Initially, this reduced demand from a segment of the buyers in the market is what would improve affordability. Investors roughly represent about a third of all buyers. Negatively geared investors represent a smaller proportion than that.
In the short-term it would be ugly for some. But eventually, the law of supply and demand would rebalance and either rent would rise or property would become scarce again pushing up prices.
Impact on developers
It’s not known if investors will switch to less effective new investments, or simply exit the market. In the 1st case, there would be an increased demand for new property. So developers would be licking their lips.
In the 2nd case, with decreased demand from investors and lower prices, more developers would find some deals simply unfeasible. Some might even go belly-up. Most would simply cancel less profitable projects.
Note that with less development projects, supply will quickly dry up and prices will start booming again. Supply and demand will have its way.
Impact on 1st home buyers
FHBs have been complaining recently that it is not possible to compete with investors. If investors target new developments, FHBs will be in an even worse position buying anything new.
But established areas with old properties are usually in better locations and therefore command a price tag well outside the reach of FHBs. So with no way of affording existing properties and more investors than ever to compete with over new properties, FHBs might be between a bigger rock and a harder place than they are now.
Impact on renters
If renters are still unable to convert to FHBs, I don’t think they’ll be stung by rising rents as much as some would suggest. Most landlords are already charging the top dollar possible. In fact, there may be a temporary drop in rents by landlords to secure their tenants rather than lose them as budding FHBs.
However, if investors are knocked out of the market and prices drop as planned, development will dry up. Developers won’t want their clientele diminished nor their profit margins cut. With less development supply is reduced which will eventually lead back to higher prices and higher rents again.
Suburbs most heavily impacted
Those suburbs most likely to feel the pain of the change would have the following characteristics assuming investors decide to pursue new developments:
- Suburbs with very little development currently or planned – means there is less interest from new buyers who might be investors
- Suburbs traditionally of interest to investor owners rather than owner occupiers – means a greater percentage of future buyers are affected by the change
- Unaffordable suburbs for FHBs – means buying activity from FHBs is unlikely to prop up the reduced demand from lack of investor interest
- Suburbs with a lot of old stock on the market at the time the plan is implemented – sellers will lose interest from investors and may be forced to drop prices further
Supply and demand feedback loop
Knocking investors out of the market to reduce demand has an effect on developers. With reduced clientele and reduced prices, there are reduced profit margins for developers. So they reduce their construction which reduces supply which eventually leads to price rises again. This brings investors back in and developers too.
That’s how supply and demand works. There’s an in-built feedback loop in a free market that ensures that eventually everything returns to normal. Don’t be spooked by markets that are out of balance for a couple of years.
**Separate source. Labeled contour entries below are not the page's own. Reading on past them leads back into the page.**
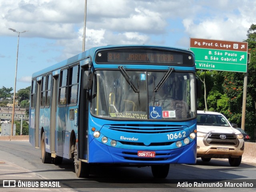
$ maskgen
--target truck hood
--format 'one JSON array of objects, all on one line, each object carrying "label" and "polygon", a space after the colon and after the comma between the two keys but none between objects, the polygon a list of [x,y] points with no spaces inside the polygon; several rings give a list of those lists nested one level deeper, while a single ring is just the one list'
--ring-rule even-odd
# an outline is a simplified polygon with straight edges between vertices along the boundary
[{"label": "truck hood", "polygon": [[206,133],[208,132],[229,134],[234,133],[236,135],[241,133],[238,130],[232,127],[197,125],[197,130],[198,131]]}]

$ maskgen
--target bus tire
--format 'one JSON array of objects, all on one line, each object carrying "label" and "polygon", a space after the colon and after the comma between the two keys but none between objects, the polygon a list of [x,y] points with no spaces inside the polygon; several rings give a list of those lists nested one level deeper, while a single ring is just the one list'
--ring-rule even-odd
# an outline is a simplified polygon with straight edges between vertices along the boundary
[{"label": "bus tire", "polygon": [[155,178],[165,178],[168,175],[170,164],[151,165],[153,176]]},{"label": "bus tire", "polygon": [[201,157],[201,159],[202,159],[202,161],[204,162],[209,162],[211,160],[211,159],[212,158],[206,158],[205,157]]},{"label": "bus tire", "polygon": [[41,140],[41,156],[42,157],[42,162],[43,163],[51,163],[52,159],[51,154],[46,152],[45,149],[45,134],[44,132],[43,133],[42,136],[42,140]]},{"label": "bus tire", "polygon": [[229,164],[232,167],[237,167],[240,165],[242,161],[242,156],[238,158],[229,157],[228,158],[228,162]]},{"label": "bus tire", "polygon": [[83,162],[78,159],[77,151],[77,143],[76,143],[74,154],[74,164],[76,176],[79,178],[88,178],[90,174],[90,166],[88,163]]}]

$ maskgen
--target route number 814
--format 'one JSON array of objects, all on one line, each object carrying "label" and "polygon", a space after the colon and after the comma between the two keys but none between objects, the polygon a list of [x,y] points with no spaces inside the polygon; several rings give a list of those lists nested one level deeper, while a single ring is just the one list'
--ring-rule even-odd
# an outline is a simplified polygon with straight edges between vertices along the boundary
[{"label": "route number 814", "polygon": [[182,133],[180,132],[178,134],[177,134],[176,133],[174,134],[171,133],[170,134],[167,135],[167,137],[168,137],[168,140],[172,140],[173,139],[181,138],[182,137],[186,137],[186,132],[183,131]]}]

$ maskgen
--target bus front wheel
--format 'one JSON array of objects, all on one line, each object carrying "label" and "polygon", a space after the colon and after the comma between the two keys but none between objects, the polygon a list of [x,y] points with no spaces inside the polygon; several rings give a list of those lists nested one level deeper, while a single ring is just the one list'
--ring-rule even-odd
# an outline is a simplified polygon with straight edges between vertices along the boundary
[{"label": "bus front wheel", "polygon": [[43,163],[51,163],[52,162],[52,157],[51,154],[46,152],[45,150],[45,134],[43,133],[41,140],[41,156],[42,162]]},{"label": "bus front wheel", "polygon": [[76,144],[76,148],[74,154],[74,164],[76,176],[80,178],[86,178],[89,176],[90,166],[85,162],[79,160],[77,156],[77,143]]},{"label": "bus front wheel", "polygon": [[151,170],[154,177],[156,178],[165,178],[168,175],[170,164],[164,165],[151,165]]}]

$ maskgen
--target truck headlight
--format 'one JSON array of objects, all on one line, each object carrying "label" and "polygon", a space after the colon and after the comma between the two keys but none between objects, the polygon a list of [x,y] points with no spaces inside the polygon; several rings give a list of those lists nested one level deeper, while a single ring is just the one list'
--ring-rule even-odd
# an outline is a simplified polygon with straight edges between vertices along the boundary
[{"label": "truck headlight", "polygon": [[240,133],[240,134],[236,135],[236,138],[238,139],[241,139],[244,138],[244,136],[243,134],[242,133]]},{"label": "truck headlight", "polygon": [[206,133],[200,132],[199,131],[198,131],[197,132],[196,132],[196,136],[197,137],[205,137],[207,135],[207,133]]}]

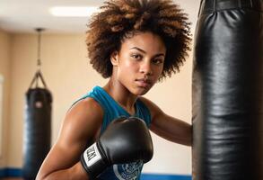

It’s beautiful how it all works together. It sorts itself out – no need for the government to meddle in it.
Once property becomes cash-flow neutral under the new regime, investors will return to the market. Developers will follow that increased demand with increased supply and balance will once again be restored to the cosmos. Prices will continue to climb as they always have.
In a nutshell
You have two options to affect prices:
- Decrease demand by making our country a hell-hole; or
- Increase supply by encouraging shanty towns
A sudden tax change will merely create overnight winners and losers. But the same “problem” will reappear. Supply and demand will sort it all out naturally in time.
Australia is a great place to live – don’t muck with it.